There’s a sense that the soundtrack is trying to pull the two sides of the show together. The score, by veteran TV composers Danny Bensi and Saunder Jurriaans, evolves alongside the story from jazzy percussion into eerie, sweeping strings straight out of a 1950s sci-fi movie. Elsewhere we hear evocative country and classic rock songs from artists like Dolly Parton, Robert Plant & Alison Kraus, Lee Hazlewood, and the Rolling Stones. But ultimately, many of these songs seem to have been chosen because they’re cool, not because they fit the moment lyrically or musically. That reflects Outer Range’s biggest issue, which is that its more ambitious tonal gambits don’t always come together. The direction of each episode is overall quite good, especially when the show takes a turn for the weird in the back half. But when it comes to an overall season arc, Outer Range isn’t sure if it wants to be arch and ironic, gritty and dramatic, or an awe-inspiring sci-fi mindfuck. A show can, of course, be all three at the same time. But, perhaps because this is Watkins’ first foray into TV, the balance between these shifting tones is off as often as it works.

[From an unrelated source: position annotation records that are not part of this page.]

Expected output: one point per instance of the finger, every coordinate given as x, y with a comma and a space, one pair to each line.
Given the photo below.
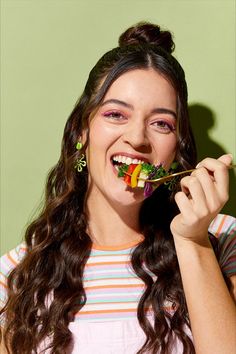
221, 176
184, 204
198, 197
226, 159
206, 180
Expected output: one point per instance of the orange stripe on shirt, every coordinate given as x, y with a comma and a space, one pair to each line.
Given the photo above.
106, 263
114, 286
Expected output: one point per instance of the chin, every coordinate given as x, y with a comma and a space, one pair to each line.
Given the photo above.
128, 197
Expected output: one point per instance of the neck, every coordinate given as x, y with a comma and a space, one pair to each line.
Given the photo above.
112, 224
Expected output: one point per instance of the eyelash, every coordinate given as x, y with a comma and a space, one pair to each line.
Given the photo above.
116, 115
163, 127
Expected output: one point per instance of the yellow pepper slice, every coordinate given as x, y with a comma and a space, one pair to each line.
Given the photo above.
135, 174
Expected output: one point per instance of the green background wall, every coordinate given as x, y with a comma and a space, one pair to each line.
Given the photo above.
47, 49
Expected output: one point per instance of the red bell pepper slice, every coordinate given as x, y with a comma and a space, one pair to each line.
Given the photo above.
130, 170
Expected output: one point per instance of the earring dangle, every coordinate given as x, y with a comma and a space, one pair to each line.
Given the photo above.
80, 163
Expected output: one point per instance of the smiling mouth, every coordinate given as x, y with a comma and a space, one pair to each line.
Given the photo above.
118, 160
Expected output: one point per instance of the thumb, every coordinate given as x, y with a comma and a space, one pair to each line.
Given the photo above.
226, 159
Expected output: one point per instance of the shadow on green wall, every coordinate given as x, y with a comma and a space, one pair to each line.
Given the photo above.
202, 121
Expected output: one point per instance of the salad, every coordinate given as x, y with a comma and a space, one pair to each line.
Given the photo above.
134, 175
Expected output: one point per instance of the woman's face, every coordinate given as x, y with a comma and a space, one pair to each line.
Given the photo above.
137, 121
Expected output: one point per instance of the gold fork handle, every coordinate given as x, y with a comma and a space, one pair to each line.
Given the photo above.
174, 175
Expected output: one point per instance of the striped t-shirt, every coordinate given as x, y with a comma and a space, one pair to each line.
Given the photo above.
112, 288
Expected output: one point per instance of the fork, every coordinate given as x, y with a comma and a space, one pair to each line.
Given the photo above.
166, 178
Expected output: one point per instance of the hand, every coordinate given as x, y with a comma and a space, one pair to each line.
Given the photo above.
202, 196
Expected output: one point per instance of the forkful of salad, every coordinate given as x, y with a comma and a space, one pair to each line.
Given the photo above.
149, 177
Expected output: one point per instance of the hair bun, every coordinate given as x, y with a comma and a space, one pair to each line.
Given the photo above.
147, 33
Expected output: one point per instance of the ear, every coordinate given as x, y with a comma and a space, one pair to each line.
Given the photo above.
84, 136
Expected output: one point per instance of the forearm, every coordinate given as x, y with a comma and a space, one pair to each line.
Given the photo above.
211, 308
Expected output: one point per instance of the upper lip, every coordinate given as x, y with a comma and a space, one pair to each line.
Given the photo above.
132, 156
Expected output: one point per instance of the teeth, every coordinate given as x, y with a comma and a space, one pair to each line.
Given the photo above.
126, 160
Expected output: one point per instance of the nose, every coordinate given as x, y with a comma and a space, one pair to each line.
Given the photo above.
136, 135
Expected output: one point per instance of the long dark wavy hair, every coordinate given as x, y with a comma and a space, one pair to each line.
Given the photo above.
58, 245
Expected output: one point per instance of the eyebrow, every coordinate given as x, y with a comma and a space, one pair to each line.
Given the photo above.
127, 105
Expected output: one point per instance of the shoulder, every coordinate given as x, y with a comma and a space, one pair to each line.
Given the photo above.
223, 225
7, 263
224, 228
10, 260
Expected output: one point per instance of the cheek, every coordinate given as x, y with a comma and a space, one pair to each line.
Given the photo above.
166, 149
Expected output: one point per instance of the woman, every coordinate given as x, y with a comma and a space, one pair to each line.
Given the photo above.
104, 269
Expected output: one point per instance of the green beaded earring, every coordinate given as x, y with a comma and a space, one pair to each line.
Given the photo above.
80, 163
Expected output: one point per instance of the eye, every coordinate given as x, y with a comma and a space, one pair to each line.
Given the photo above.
115, 115
163, 126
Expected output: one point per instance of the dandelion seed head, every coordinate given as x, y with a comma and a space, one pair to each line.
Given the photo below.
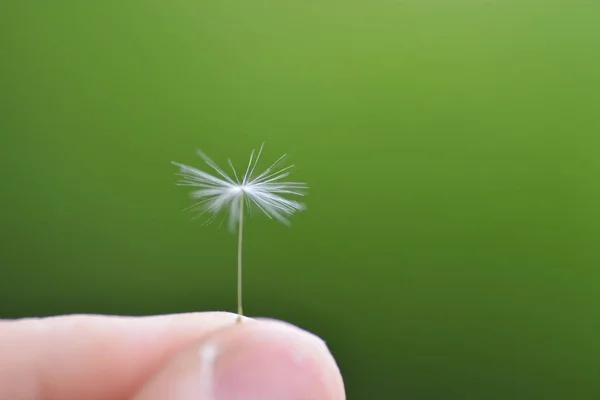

Once characters start snorting what can only be described as time dirt, however, Outer Range becomes bizarre enough that just about anything seems plausible. Early on in the season, one minor character says that the town is full of bizarre mysteries, a remark Deputy Sheriff Joy dismisses as drug-crazed rambling. She’ll have a harder time writing it off should Outer Range return for a second season, however. Once you’ve seen the time buffalo, there’s no going back.
The first two episodes of Outer Range drop on Amazon Prime Video on April 15. Two new episodes drop each Friday after that.